Ne oldu şimdi?

SAHAYA çıkılıyor, G.Saray hayati bir maç oynayacak, tribünlerden, ‘‘Fatih buraya’’ sesleri yükseliyor.

Karşılıklı bir elektrik var. Sonra bir anda tribünlerden, ‘‘..ne basın’’ sloganı patlıyor. Ne yapmış basın? G.Saray'ın iyi oynamadığını, Fatih Terim'in zaman zaman yanlış kadro çıkarttığını, sarı kırmızılı takımın fizik olarak hazır olmadığını yazmış. Bunu hangi basın yazmış? Kimseye göbekten bağlı olmayan basın yazmış. Şartlanmayanlar, at gözlüğü ile bakmayanlar yazmış. Maçtan önce böyle bir şov ve anti tepki bence yanlış.

Çıkmaz sokak

Peki ne oldu şimdi? Nereye geldik? Çıkmaz sokağa. Futbolda, ‘‘Olmaz olmaz’’ yoktur. Bir tek şansın kaldı. Barcelona'yı yeneceksin. Yani G.Saray geçen yılki kadrosunun üzerine para harcayıp bu sezona giren G.Saray, şu görüntüyle UEFA'ya bile giremiyor. Bundan sonrası artık mucizelere bağlı. Yani, direksiyon G.Saray'ın elinden gitti. Kamyon yoldan çıktı, şans eseri bir ağacın üzerine takıldı, öyle duruyor. 1 hafta sonra, çekici gelip tekrar yola mı çıkaracak, yoksa düşüp gidecek mi, hep beraber göreceğiz.

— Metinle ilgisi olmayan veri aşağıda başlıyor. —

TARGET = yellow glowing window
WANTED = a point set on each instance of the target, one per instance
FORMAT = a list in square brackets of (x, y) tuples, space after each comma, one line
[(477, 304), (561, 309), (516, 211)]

Dün gece L.Moskova sahaya, G.Saray'dan daha iyi yayıldı. Tek toplarla, 60 dakika G.Saray'ı, ‘‘Ramazan pidesi’’ gibi yaydılar. Her tarafını açtılar, sonra da batmaya başladılar. G.Saray'ın fizik gücü yeterli olmadığı için, ‘‘Defans yapayım’’ derken hücuma çıkamadı. Arada bir hücuma çıkıp çoğaldı, bu sefer geri dönemedi. İkinci yarı Terim, Pinto'yu Christian'ın yanına soktu. Sol tarafa giren Hasan, oyuna biraz hareketlilik getirdi. Bu defa da, Christian ve Pinto'nun yanına Batista sokulamadı. Seken bütün toplar, rakip oyunculara gitti.

Tahaflık var

G.Saray kazandığı bütün kornerleri ön direğe kullandı. Bir tanesi arka direğe gitmedi. Rakip ise bütün kornerlerde tehlikeli oldu. 6-7 futbolcu ceza alanında ters koşu yaparak G.Saray'ı şaşırttı. Maçın en önemli noktası ise G.Saray'ın 90 dakika boyunca, hep soldan hücum yapmasıydı. Sağdan hiç gelmediler. Böyle olunca da, rakip defans blok olarak sağdan sola dönmedi. Defans, blok olarak tek yönlü mücadele edip aynı yöne dikkat edince, az hata yapar. Nitekim, L.Moskova defansı tek bir hata ile maçı tamamladı. Onda da Hasan golü buldu.

G.Saray'da bir tuhaflık var. Sahaya çıkan kadro, yedekler ve basın tribünün önünde oturan kadroya giremeyen futbolcuların yüzlerinde, bir keyifsizlik, parçalı bir hava görüyorsunuz. Eskiden kadro dışı kalan futbolcular bile takımla aynı havayı yansıtır, heyecanlanır, bağırır zıplardı. Yani G.Saray'da rekabet sanki, biraz ‘‘Haksız rekabete’’ dönmüş. Belki de sorunun aslı ve cevabı burada yatıyor.

Yardımcı hakemlerin kaldırıp kaldırmadığı bayraklara rağmen, maçın hakemi mükemmeldi.